Background: Isoprenoid biosynthesis is known to be essential for diverse cellular functions, including cell proliferation. The aim of this work was to study the effects caused by the addition of different inhibitors of isoprenylation (lovastatin, manumycin A, farnesyltransferase inhibitor III and N-acetyl-S-farnesyl-L-cysteine) to human retinal pigment epithelium (RPE) in culture, as potential coadjunctive-to-surgery treatments applicable to proliferative vitreoretinopathy. Methods: Human RPE cell cultures were established from adult corneal donors.

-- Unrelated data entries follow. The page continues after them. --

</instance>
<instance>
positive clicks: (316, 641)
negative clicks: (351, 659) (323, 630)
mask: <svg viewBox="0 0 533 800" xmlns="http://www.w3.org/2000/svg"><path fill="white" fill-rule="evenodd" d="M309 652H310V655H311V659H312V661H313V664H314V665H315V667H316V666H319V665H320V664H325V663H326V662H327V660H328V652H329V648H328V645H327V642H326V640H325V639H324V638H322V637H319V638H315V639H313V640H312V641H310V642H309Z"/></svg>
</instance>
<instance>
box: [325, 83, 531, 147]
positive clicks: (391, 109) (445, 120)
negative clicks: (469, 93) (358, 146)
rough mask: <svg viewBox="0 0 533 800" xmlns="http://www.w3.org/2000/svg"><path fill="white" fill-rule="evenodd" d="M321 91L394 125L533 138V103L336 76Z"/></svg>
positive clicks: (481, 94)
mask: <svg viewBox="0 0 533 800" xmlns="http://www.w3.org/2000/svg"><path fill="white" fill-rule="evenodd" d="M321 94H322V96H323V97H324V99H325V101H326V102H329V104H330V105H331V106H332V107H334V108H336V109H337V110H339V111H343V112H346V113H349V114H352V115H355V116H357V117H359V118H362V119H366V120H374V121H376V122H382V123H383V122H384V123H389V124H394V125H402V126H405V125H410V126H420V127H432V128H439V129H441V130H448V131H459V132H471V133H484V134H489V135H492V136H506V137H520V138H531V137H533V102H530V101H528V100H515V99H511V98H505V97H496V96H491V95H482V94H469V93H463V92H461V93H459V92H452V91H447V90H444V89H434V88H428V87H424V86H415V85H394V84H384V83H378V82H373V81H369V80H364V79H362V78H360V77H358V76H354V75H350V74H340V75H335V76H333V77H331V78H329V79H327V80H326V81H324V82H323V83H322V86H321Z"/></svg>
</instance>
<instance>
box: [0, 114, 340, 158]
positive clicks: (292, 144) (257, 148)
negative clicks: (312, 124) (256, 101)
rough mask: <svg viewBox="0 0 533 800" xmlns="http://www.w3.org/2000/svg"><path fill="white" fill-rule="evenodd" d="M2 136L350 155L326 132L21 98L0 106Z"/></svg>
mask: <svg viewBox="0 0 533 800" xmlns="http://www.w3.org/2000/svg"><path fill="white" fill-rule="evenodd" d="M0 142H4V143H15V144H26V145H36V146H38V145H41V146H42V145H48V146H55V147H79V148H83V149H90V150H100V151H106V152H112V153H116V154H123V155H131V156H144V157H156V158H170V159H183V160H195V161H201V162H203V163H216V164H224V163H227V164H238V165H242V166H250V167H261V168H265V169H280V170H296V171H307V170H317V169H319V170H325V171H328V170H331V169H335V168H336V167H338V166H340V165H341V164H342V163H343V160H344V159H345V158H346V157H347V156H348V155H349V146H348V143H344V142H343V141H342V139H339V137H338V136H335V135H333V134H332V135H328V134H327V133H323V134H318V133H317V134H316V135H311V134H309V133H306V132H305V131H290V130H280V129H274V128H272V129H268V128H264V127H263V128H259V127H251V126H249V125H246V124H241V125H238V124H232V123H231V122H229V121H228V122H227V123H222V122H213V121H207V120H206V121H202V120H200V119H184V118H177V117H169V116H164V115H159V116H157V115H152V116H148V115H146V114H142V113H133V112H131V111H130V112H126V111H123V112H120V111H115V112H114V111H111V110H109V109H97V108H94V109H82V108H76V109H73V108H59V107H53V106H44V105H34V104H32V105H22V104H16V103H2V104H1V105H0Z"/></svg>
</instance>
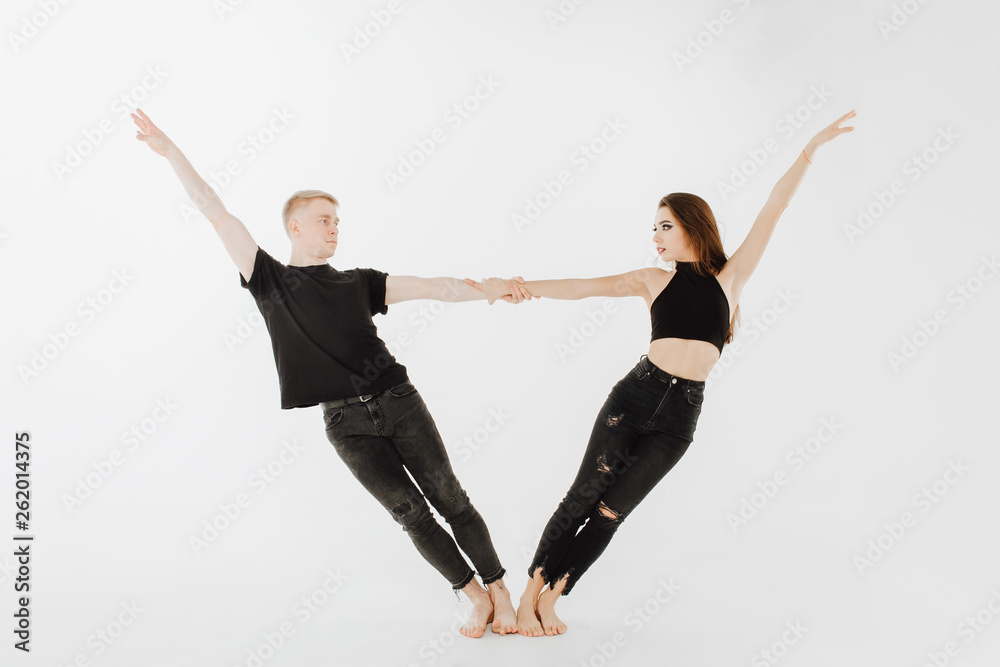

Proliferation levels were evaluated using the incorporation of 5-bromo-2'-deoxyuridine into the DNA. Cell viability was measured by tetrazolium bromide transformation. Apoptosis was determined by DNA fragmentation assay, TdT-mediated d-UTP-X nick-end labeling (TUNEL) and phosphatidylserine exposure assessment. Changes in cell morphology and actin cytoskeleton were evaluated using a phase-contrast microscope and by fluorescent staining of actin cables with TRITC-phalloidin, Results: We found that lovastatin showed an important antiproliferative effect on human RPE cells in culture. This effect was clearly dose-dependent, and adding mevalonate could reverse it. We also found that lovastatin induced changes in the distribution of actin cytoskeleton and, finally, that it also induced RPE apoptosis, Manumycin A, farnesyltransferase inhibitor III and N-acetyl-S-farnesyl-L-cysteine also showed antiproliferative effects in RPE. However, they do not have any effect on cell morphology or induction of apoptosis, Discussion: We identified various effects of lovastatin on human RPE cultures: inhibition of cell proliferation, modifications of the phenotype and induction of apoptosis. Interestingly, the addition of different inhibitors of protein isoprenylation only affected the proliferation of the cells. There was no evidence that isoprenylated proteins inhibition is related to lovastatin-induced RPE apoptosis.